I created this website in 2007, soon after bringing out my first book – see our new Books page for details of them all. Plus, I’ve written the monthly and sometimes twice monthly blogs/updates for 15 years. The site has grown in size and is ripe for reorganising.
In the early part of this year, the website will streamline and continue to hold a huge amount of information, in a more accessible form. There are pages hiding which I think are fascinating, and I hope you do as well, such as Seeds and Varieties which I updated recently. It’s to help you make productive choices when you buy your seeds.
One of the most visited pages is my Sowing Timeline, available any time to remind you, and it contains a link to download a southern hemisphere version of my calendar.
The page Get Started is about first steps in no dig, and the Trials page has information about my comparisons between digging and no dig. Over 10 years, the no dig bed has produced 12% more food. In 2022 it grew 20% more, and the last time I saw such a big difference was in 2018, another very dry summer. Interesting! There is a three strip trial too, comparing the effect of forking soil, compared to no dig, 2022 results in shortly.

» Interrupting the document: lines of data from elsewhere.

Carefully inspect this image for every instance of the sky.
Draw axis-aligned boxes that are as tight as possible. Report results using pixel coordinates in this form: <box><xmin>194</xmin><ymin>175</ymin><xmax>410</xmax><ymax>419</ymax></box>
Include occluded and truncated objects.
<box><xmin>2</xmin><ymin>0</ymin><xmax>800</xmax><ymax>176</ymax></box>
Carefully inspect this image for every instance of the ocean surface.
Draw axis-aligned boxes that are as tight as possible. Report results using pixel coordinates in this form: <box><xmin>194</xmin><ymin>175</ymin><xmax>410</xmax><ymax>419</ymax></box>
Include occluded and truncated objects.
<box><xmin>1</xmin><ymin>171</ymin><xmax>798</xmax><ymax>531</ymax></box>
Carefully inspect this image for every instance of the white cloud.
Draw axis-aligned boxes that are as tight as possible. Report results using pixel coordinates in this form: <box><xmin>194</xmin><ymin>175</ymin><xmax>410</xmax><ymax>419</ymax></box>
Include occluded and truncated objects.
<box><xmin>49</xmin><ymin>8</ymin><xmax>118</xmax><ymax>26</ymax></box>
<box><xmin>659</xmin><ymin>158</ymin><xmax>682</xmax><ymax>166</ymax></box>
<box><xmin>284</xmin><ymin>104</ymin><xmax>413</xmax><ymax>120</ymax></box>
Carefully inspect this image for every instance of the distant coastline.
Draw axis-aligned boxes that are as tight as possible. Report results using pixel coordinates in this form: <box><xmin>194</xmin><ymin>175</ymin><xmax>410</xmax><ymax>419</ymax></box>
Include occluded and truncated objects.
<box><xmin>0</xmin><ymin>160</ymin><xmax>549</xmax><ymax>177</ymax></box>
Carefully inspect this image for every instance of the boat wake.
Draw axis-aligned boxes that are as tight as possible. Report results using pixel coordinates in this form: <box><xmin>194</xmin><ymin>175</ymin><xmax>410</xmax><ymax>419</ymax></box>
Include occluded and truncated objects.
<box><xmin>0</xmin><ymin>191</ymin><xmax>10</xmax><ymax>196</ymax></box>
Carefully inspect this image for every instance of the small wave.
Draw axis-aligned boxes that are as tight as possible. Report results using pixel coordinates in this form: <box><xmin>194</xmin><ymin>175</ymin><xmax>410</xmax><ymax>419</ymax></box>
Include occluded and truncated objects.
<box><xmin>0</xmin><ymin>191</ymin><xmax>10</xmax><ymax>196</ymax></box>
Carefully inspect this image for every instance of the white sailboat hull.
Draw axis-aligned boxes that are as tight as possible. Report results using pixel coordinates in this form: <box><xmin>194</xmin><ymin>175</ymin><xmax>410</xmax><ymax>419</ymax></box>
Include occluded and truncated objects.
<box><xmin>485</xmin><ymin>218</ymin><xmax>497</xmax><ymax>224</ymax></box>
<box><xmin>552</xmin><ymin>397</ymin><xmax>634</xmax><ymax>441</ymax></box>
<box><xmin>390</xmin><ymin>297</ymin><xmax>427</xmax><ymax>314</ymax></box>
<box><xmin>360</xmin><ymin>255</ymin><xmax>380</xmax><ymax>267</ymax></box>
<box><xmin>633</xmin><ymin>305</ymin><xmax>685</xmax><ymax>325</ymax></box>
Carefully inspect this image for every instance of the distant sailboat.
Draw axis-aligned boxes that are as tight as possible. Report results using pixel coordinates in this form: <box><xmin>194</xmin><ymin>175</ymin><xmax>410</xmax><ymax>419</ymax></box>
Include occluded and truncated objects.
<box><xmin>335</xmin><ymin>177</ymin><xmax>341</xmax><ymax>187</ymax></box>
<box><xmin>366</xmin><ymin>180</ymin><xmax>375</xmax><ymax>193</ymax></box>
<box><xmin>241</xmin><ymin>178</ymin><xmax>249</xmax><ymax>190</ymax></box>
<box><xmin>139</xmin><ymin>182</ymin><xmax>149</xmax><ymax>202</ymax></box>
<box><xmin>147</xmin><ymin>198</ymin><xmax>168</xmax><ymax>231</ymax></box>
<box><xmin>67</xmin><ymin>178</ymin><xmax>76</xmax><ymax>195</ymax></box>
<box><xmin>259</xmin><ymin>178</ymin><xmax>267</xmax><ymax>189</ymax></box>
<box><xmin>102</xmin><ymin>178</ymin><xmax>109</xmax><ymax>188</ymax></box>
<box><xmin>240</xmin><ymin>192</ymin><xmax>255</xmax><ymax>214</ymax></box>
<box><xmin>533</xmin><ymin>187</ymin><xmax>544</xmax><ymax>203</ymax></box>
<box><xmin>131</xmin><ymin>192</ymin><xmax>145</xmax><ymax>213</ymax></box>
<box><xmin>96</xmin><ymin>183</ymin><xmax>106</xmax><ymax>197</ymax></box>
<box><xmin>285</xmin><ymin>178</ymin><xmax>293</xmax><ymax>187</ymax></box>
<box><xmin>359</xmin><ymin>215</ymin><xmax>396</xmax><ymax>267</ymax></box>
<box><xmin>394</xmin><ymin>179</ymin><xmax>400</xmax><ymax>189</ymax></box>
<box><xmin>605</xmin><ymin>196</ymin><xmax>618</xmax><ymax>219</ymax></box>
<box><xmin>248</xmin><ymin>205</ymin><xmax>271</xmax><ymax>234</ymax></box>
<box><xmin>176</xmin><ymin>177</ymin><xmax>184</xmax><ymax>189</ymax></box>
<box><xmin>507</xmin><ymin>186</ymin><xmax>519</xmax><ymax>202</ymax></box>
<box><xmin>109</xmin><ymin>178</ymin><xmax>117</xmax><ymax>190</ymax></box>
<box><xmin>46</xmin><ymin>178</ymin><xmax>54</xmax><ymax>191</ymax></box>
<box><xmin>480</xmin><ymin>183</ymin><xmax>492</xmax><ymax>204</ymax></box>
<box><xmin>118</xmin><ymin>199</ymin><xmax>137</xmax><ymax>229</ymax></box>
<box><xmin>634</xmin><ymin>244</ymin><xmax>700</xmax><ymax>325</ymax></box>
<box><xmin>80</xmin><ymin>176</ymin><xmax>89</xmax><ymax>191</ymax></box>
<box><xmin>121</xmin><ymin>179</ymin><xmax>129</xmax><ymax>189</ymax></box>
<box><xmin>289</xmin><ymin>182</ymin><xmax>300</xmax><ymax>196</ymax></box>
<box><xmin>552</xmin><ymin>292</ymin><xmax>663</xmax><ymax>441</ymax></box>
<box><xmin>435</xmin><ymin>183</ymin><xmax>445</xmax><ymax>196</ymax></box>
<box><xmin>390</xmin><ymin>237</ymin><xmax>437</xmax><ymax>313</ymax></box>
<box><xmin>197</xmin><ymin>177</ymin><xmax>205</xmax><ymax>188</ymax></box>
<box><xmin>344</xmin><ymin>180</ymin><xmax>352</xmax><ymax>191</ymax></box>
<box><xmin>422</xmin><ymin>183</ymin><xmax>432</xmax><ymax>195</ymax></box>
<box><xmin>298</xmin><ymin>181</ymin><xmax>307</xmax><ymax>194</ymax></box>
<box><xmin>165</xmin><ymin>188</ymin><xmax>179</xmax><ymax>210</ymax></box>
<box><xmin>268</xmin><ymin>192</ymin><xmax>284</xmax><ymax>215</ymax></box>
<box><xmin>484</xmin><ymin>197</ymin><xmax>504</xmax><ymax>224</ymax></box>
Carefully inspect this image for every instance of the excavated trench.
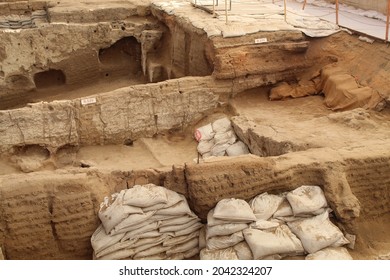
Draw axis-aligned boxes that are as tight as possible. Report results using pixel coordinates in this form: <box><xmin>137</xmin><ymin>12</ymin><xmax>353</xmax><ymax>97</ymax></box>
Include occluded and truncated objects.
<box><xmin>1</xmin><ymin>0</ymin><xmax>390</xmax><ymax>260</ymax></box>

ORFC online conference details are here.
If you want to learn more in person, do check out my days of teaching here at Homeacres. And there’s lots going on in the shop with so many recent books. Very soon we shall add my children’s book which appears 19th of January. Meanwhile you can pre-order at Waterstones, and other online places!
Thank you for reading this, and I hope you continue to find my website useful in your gardening. And what do you make of this:
GARLIC IN ICELAND
I was delighted in August 2022 to meet here a couple from Iceland, who are having success with no dig. Thorunn has written about no dig for an Icelandic gardening magazine.

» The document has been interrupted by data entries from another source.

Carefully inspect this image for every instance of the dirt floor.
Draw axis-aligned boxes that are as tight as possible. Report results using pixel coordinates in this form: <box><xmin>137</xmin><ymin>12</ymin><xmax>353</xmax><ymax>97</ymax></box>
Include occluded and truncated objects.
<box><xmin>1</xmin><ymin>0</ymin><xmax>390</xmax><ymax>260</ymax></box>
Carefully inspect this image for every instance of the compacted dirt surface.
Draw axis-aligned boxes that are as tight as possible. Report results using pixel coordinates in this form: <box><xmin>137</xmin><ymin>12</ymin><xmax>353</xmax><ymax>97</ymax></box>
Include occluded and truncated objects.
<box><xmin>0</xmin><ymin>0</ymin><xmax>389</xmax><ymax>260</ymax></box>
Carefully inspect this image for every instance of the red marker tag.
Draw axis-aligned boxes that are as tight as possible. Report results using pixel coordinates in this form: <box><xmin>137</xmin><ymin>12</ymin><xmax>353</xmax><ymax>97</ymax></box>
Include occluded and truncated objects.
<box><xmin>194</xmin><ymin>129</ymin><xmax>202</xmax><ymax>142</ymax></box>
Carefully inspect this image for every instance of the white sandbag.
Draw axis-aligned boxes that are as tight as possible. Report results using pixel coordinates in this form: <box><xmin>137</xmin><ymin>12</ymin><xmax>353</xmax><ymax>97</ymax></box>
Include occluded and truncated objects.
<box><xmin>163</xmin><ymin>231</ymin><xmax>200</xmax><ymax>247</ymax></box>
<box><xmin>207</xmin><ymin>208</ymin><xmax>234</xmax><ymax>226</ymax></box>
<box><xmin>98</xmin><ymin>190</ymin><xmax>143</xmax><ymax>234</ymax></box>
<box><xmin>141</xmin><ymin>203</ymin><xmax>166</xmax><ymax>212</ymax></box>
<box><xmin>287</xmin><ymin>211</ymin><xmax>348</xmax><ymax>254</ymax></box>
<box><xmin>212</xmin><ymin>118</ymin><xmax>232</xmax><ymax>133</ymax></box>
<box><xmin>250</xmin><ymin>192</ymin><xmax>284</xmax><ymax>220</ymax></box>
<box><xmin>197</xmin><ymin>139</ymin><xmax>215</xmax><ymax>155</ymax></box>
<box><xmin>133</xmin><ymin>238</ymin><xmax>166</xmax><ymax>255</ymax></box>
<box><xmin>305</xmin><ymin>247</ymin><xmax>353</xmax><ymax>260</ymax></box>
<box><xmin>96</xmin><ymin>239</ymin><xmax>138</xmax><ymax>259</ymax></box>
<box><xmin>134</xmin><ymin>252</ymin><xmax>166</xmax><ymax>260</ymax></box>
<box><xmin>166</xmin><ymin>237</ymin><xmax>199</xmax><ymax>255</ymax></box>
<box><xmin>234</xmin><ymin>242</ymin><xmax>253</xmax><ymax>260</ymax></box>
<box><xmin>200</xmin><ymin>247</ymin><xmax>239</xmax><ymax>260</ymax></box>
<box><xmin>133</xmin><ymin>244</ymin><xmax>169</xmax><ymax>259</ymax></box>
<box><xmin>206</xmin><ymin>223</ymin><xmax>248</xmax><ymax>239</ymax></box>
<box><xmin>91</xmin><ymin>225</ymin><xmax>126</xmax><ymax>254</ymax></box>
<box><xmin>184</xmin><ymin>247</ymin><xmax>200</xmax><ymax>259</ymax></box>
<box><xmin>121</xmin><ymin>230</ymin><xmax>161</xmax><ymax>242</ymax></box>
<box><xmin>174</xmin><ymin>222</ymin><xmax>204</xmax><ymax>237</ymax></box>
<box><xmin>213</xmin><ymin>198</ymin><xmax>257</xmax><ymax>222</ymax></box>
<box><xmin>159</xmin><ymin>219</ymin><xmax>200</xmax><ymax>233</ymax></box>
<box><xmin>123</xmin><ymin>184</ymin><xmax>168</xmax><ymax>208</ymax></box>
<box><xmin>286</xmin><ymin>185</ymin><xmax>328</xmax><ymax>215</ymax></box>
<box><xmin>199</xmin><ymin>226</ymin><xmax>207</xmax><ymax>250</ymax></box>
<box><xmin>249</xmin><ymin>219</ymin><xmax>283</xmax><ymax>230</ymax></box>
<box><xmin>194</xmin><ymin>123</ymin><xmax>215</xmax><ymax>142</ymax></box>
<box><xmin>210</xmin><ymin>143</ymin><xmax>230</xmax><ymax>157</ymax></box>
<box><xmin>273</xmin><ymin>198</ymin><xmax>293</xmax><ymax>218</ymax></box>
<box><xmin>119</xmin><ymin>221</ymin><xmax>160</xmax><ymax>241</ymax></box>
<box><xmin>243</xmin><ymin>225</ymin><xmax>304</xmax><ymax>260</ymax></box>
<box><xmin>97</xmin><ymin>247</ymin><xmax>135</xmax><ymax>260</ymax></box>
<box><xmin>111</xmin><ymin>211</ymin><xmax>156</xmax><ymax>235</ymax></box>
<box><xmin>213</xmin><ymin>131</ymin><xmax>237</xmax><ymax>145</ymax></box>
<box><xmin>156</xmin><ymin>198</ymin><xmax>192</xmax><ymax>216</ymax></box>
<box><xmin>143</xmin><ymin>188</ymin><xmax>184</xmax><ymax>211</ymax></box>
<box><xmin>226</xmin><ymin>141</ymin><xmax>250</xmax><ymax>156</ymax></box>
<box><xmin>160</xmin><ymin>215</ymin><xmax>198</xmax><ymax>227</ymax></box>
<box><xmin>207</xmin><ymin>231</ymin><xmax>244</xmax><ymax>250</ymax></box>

Difficulties arise from the Icelandic weather, and the 2022 summer was much colder than usual, such that the potato crops failed completely.

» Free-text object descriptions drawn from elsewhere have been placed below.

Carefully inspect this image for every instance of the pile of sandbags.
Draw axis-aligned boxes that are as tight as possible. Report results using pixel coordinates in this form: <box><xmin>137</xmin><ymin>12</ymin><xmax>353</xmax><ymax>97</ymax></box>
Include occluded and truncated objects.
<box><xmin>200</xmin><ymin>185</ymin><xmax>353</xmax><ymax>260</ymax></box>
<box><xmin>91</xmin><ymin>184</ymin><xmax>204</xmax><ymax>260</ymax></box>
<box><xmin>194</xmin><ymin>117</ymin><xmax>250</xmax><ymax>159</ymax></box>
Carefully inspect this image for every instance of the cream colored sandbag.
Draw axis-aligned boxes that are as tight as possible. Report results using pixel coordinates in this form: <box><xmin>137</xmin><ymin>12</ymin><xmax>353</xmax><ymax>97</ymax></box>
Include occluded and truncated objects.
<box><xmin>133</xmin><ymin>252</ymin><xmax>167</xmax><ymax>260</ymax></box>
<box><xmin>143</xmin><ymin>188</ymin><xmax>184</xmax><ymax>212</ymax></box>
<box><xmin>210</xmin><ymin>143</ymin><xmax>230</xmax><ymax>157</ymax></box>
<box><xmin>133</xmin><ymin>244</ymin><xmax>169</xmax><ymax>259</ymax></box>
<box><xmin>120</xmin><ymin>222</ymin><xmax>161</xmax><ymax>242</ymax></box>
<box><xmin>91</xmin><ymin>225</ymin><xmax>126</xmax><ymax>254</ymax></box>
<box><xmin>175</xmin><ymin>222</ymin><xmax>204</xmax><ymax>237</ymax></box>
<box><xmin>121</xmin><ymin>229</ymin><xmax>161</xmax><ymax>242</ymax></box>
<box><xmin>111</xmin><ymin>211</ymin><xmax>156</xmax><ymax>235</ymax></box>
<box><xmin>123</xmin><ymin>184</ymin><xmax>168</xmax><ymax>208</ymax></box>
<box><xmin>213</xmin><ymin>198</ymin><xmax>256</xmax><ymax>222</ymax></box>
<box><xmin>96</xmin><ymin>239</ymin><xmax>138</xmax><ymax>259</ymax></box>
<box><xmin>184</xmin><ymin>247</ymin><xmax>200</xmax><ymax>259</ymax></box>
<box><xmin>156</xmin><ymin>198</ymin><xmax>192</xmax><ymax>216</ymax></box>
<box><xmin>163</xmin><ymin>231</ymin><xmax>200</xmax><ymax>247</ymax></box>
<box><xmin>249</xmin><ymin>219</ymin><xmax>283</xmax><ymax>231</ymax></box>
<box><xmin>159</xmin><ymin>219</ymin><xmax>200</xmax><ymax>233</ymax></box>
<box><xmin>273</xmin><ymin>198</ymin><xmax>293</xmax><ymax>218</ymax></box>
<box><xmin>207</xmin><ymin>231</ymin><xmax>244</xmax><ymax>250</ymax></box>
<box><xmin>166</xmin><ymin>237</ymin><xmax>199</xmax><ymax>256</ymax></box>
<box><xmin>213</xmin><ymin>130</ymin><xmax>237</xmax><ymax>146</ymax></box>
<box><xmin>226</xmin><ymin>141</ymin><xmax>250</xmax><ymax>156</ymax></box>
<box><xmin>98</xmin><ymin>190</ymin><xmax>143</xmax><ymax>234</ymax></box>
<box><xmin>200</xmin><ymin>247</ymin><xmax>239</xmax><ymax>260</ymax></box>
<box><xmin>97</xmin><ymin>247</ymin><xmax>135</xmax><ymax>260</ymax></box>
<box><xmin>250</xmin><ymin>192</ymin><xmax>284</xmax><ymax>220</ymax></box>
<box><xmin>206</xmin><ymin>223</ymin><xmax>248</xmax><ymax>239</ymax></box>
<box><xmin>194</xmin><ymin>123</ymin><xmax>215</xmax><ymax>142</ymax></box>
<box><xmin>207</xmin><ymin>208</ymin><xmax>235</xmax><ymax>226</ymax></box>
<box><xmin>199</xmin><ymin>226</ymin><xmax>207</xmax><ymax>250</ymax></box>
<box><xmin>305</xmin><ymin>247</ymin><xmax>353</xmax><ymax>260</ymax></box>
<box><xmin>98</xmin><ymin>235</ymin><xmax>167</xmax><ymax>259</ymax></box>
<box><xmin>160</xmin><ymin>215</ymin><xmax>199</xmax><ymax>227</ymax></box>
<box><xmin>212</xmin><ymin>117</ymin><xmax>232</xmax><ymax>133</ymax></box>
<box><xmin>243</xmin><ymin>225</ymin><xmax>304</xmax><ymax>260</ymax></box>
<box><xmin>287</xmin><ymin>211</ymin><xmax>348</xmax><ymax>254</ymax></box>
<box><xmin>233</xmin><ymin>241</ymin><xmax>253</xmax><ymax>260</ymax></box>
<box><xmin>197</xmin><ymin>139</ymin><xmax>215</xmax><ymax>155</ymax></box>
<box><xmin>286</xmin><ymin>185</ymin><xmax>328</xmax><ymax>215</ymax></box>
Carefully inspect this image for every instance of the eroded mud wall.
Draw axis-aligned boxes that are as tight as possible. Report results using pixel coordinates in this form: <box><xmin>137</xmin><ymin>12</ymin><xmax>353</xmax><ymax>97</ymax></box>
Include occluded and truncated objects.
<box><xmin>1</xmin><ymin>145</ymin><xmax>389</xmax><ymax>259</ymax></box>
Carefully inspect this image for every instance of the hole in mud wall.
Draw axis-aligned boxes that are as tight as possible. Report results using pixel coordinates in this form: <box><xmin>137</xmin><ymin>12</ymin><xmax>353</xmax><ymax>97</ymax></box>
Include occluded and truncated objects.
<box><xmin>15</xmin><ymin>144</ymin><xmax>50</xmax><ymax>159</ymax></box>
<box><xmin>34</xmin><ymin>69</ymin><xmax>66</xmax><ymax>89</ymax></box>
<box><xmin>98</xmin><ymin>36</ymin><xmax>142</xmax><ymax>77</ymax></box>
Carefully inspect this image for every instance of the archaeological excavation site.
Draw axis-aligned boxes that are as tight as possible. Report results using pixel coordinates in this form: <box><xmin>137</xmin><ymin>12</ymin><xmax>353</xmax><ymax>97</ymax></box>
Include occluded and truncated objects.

They recently expanded their area to grow garlic and Thorunn M Ólafsdóttir (in bottom photo) emailed yesterday with an update.
“We are in the west side of Iceland and using No Dig method and cover crop. I use the soil under the grass because of lack of soil in the area so we take the top of the grass and till it, put in nutrients, and make beds 1×5 m. We put thick cardboards in between the rows and put woodchips in the pathways and no more dig or tilling after that.
We have often very bad weather in the area, so we are using cover crop to stop the soil from blowing away and floating away. We used 8 types of seeds for the cover crop and it made a huge difference and makes a good cover for the winter. The temperature has gone to -20° for the past 3-4 days.
We have nearly 3000 garlic of various types to find out which works best in our zone.
Here are some pictures from our land where we are preparing and the first 23 beds.
We sowed cover crop in all the beds in late August and sow the garlic in between the rows in end of September to mid-November.”